Прежде чем ответить, сирийка пару секунд молча покусывала губу.
— Мы его потеряли так и так, Коринна. Если мы объявимся на публике, то уже никогда не будем для наших людей прежними. Да и времени у нас на них не останется. А весь мир будет глазеть…. Нет, для «Единства» есть лишь один-единственный способ выжить, сохранить хоть какое-то подобие прежних отношений — чтобы мы исчезли. Если оно отвечает нашим надеждам, то уже вполне окрепло и найдет новых лидеров. А если нет — выходит, идея была не столь уж и хороша.
— Значит, теперь ты хочешь спрятаться, раз это вполне безопасно?
— Этого я не говорила.
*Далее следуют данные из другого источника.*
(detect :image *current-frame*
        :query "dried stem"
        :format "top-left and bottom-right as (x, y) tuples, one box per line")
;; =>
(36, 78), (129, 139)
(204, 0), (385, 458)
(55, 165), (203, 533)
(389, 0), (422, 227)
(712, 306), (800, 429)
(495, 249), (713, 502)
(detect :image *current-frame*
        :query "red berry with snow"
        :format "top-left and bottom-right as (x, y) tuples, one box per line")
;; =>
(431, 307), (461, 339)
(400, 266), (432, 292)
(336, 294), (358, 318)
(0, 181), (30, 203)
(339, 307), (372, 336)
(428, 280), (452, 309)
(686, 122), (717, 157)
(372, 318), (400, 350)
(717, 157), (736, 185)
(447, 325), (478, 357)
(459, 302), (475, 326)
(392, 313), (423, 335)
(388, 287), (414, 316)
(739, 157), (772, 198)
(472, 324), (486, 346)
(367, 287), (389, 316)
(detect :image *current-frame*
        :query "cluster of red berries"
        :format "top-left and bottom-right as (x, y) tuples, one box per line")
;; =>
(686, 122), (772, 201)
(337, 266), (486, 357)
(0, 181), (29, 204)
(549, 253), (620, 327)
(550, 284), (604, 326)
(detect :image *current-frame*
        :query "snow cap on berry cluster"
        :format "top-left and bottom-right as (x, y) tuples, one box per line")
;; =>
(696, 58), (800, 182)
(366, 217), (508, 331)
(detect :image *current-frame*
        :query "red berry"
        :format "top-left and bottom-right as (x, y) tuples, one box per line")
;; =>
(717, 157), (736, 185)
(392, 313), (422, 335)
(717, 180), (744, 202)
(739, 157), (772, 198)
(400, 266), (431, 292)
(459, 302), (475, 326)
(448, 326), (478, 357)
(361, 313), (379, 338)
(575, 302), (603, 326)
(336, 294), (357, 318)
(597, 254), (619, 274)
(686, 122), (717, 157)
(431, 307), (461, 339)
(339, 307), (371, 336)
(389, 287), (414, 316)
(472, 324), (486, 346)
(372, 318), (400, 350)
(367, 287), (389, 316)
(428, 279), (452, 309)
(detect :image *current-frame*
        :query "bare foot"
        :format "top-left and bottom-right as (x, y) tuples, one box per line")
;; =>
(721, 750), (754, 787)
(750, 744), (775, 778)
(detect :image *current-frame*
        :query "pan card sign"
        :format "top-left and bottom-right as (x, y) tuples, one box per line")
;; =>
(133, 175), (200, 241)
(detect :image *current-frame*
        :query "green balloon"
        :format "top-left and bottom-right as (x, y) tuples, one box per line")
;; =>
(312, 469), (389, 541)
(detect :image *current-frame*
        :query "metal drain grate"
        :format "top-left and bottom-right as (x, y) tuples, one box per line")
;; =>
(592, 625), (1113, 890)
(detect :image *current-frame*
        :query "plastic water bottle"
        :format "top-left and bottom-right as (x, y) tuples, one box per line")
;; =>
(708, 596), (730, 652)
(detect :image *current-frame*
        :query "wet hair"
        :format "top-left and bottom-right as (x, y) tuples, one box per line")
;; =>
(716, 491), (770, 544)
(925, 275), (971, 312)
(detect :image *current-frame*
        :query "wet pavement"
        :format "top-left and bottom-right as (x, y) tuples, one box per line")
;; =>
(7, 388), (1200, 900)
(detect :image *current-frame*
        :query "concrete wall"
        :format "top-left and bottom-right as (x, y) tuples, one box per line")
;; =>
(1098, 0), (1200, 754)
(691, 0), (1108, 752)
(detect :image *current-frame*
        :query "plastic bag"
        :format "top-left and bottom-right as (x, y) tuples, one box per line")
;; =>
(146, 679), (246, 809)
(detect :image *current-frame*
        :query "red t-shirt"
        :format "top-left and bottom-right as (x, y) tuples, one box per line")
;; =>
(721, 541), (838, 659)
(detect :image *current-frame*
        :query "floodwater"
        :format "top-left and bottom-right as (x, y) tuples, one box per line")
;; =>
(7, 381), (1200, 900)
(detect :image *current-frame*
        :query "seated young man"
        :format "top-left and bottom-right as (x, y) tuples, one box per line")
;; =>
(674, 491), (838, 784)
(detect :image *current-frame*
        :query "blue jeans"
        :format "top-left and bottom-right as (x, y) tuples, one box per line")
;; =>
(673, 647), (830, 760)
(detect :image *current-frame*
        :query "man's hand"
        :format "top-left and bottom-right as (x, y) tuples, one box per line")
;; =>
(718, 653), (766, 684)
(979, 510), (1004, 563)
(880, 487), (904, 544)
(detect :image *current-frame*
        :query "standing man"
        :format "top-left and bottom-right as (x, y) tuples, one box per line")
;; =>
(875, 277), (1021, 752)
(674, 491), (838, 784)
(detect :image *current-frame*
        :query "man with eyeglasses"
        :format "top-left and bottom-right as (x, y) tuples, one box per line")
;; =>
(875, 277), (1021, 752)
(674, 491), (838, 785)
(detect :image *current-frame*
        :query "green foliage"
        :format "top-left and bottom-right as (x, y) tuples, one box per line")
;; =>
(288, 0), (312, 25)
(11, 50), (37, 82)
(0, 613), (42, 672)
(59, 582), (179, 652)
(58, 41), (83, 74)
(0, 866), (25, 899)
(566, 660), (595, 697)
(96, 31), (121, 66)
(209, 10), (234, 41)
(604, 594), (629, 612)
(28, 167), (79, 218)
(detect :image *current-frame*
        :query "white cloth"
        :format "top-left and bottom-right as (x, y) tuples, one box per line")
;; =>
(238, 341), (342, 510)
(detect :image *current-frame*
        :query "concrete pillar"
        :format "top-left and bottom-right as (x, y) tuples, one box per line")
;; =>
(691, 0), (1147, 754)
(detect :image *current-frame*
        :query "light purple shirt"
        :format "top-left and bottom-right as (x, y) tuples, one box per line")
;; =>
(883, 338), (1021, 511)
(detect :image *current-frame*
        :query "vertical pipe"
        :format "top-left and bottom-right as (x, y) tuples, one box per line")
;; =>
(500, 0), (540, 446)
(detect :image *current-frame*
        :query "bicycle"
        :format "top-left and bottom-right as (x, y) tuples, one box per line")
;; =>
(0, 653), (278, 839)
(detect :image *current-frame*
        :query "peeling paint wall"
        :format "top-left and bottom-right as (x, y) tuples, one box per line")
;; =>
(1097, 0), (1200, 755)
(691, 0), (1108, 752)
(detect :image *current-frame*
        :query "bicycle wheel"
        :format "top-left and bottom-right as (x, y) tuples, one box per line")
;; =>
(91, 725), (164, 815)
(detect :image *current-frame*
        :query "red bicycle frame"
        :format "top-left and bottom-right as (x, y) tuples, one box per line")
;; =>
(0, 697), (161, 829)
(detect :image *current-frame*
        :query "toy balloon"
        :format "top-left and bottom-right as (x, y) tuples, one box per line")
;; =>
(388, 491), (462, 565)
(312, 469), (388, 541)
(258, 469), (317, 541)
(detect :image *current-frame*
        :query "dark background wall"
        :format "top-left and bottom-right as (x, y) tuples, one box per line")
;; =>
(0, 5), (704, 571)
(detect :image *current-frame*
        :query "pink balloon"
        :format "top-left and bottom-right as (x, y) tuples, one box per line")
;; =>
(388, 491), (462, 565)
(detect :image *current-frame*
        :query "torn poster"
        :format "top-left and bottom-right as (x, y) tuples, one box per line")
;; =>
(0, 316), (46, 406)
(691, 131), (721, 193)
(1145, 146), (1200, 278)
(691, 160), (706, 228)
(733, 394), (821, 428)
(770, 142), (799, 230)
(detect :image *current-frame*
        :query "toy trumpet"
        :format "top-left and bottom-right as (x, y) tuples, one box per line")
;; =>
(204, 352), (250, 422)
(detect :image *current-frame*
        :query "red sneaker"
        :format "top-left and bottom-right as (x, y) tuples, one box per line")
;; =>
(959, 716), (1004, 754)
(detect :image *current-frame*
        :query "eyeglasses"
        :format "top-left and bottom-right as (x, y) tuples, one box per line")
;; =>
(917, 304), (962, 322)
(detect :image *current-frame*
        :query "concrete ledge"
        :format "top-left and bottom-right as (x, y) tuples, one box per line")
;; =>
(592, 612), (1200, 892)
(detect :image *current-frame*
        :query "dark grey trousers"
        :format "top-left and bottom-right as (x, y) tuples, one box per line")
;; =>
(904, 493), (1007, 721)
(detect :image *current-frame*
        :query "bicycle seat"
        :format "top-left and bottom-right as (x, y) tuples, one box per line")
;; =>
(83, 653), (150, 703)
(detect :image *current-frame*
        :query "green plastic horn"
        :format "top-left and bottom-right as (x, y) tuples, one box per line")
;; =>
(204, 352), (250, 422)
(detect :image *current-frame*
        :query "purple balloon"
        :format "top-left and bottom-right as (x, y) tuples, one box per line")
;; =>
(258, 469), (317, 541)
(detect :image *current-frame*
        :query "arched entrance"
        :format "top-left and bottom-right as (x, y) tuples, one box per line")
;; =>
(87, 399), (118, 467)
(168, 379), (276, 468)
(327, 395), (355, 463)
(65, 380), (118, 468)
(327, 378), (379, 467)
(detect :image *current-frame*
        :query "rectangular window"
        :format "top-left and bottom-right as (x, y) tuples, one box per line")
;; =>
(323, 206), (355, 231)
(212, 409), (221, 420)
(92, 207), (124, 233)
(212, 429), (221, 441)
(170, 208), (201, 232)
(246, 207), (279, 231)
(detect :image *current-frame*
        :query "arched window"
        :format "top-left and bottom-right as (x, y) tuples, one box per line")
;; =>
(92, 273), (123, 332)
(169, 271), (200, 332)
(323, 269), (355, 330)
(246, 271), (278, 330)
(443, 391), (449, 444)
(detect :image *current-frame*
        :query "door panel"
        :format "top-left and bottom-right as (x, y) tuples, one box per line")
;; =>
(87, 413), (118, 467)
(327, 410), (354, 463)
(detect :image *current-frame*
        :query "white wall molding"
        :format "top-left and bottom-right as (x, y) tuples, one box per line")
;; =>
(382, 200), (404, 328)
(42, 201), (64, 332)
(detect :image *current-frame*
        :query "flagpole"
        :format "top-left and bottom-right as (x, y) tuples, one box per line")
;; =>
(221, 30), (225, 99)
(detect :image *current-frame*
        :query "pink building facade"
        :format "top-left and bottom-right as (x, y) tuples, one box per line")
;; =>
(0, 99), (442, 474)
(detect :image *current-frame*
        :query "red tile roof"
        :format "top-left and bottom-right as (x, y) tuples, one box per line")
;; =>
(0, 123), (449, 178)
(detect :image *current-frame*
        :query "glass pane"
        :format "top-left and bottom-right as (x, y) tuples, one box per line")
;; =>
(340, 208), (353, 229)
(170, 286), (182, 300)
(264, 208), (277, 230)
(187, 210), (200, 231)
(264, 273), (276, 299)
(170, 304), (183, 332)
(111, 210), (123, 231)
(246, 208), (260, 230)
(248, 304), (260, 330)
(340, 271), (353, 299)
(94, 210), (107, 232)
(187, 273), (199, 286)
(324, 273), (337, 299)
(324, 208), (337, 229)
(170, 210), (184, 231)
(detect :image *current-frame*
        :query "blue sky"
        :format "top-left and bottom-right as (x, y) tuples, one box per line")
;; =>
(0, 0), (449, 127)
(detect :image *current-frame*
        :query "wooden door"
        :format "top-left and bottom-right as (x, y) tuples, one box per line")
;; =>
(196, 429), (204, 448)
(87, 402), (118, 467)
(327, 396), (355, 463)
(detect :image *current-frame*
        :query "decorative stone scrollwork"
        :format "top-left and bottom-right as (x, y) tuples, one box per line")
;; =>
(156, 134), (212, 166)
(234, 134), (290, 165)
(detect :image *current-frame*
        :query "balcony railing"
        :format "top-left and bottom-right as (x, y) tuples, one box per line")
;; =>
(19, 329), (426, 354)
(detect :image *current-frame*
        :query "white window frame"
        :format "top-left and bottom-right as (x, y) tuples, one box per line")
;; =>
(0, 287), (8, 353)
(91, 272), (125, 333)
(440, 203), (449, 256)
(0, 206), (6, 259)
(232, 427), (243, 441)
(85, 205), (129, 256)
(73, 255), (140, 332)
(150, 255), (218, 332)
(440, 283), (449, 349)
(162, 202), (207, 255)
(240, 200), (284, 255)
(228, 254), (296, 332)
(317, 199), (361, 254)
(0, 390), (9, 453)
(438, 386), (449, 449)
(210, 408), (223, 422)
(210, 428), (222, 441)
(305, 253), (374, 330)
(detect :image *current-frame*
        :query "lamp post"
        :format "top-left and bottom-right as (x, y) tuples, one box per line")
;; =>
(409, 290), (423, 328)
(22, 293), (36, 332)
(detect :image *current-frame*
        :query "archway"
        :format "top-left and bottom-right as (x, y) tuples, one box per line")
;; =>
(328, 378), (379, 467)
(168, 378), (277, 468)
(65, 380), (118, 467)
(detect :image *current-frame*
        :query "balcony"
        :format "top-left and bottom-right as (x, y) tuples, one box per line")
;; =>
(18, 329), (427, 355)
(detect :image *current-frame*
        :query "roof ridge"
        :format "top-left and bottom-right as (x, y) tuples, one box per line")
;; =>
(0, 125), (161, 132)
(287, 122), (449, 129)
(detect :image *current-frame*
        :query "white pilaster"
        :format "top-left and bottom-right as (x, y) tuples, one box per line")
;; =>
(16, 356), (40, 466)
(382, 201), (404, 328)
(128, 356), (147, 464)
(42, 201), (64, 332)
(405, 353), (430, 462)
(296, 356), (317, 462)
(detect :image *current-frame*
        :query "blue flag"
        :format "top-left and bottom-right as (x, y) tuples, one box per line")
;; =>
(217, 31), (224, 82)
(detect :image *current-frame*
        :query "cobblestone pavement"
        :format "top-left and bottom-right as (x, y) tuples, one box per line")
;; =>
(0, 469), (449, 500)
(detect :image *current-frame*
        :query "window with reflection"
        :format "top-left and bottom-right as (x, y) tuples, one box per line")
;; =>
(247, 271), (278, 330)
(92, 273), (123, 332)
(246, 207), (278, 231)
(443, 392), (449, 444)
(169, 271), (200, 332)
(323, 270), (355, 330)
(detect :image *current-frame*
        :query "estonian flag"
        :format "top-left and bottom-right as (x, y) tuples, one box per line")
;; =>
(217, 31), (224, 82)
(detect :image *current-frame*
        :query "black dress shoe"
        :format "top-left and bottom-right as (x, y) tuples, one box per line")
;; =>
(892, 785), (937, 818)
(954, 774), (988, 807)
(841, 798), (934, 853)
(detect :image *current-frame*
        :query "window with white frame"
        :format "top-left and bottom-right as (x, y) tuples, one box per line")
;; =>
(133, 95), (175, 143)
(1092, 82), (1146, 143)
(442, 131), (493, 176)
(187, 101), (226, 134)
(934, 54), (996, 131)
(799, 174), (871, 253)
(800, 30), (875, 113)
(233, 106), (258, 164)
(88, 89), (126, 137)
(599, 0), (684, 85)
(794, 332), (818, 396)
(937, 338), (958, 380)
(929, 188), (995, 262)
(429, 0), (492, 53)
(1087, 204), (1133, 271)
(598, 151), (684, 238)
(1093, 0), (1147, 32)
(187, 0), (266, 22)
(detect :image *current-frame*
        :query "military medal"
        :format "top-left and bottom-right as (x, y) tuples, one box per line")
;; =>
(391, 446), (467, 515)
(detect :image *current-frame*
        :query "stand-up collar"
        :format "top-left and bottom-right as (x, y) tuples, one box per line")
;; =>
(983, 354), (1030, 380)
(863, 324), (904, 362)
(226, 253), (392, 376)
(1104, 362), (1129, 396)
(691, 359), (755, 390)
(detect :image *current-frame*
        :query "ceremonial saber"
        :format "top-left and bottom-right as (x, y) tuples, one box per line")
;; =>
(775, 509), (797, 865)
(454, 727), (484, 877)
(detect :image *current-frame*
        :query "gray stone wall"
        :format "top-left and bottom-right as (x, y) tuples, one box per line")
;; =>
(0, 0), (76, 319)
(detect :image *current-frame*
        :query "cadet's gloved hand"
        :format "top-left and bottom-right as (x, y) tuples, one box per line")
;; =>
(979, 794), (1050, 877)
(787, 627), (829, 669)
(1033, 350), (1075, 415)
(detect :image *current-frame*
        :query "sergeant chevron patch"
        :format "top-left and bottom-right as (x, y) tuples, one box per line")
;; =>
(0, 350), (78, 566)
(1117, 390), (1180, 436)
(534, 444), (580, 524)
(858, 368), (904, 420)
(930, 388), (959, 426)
Э-э, я не жду особых проблем с законниками. Наверно, даже Ханно после уплаты всех штрафов сможет заработать вдвое больше лекциями, книгами, фильмами и прочими поступлениями… Это ведь величайшее событие всех времен и народов, чуть ли не второе пришествие! Нам наверняка вынесут все прямо на блюдечке!
— Все, кроме покоя, — в голосе Асагао прорезалась тревога. — Нет, боюсь… Ду Шань, муж мой, боюсь, у нас уже никогда не будет духовной свободы. Давай пристроим детей по-хорошему, а потом уйдем от дел, отступим в тень, отыщем спокойствие и добродетель.
— Я не хочу терять эту землю, — возразил Ду Шань.
— Алият права, тебя с нее сгонят, — предупредил Ханно. — Или возьмут под охрану. Вы жили затворниками и не знаете, сколько на свете разнообразнейших убийц — шизики, фанатики, полоумные завистники, просто сопляки, убивающие знаменитостей, чтобы прославиться. Пока бессмертие не станет повсеместным, нам не один десяток лет круглосуточно будет нужен целый взвод телохранителей. Нет, уж лучше давайте я вам покажу новые деревенские пейзажи. — Он повернулся к Алият. — Тебе, моя дорогая, такая жизнь может показаться привлекательной — богачи, сливки общества, слава, развлечения. Быть может, тебе будет даже наплевать на опасности и необходимость в телохранителях, — он хмыкнул, — если они молоды, симпатичны и мужественны, а? Но вдумайся поглубже, будь добра: много ли тебе оставят настоящей свободы, много ли у тебя будет реальных возможностей?
— Вы говорили о поисках смысла и цели бытия в своем «Единстве», — кротко обратилась Свобода к Алият и Макендел одновременно. — А разве мы не можем заняться этим вместе, всемером? Разве мы не можем тихо, тайком работать на благо, разве не лучше это, чем закружиться в сверкании прожекторов и шквале звуков?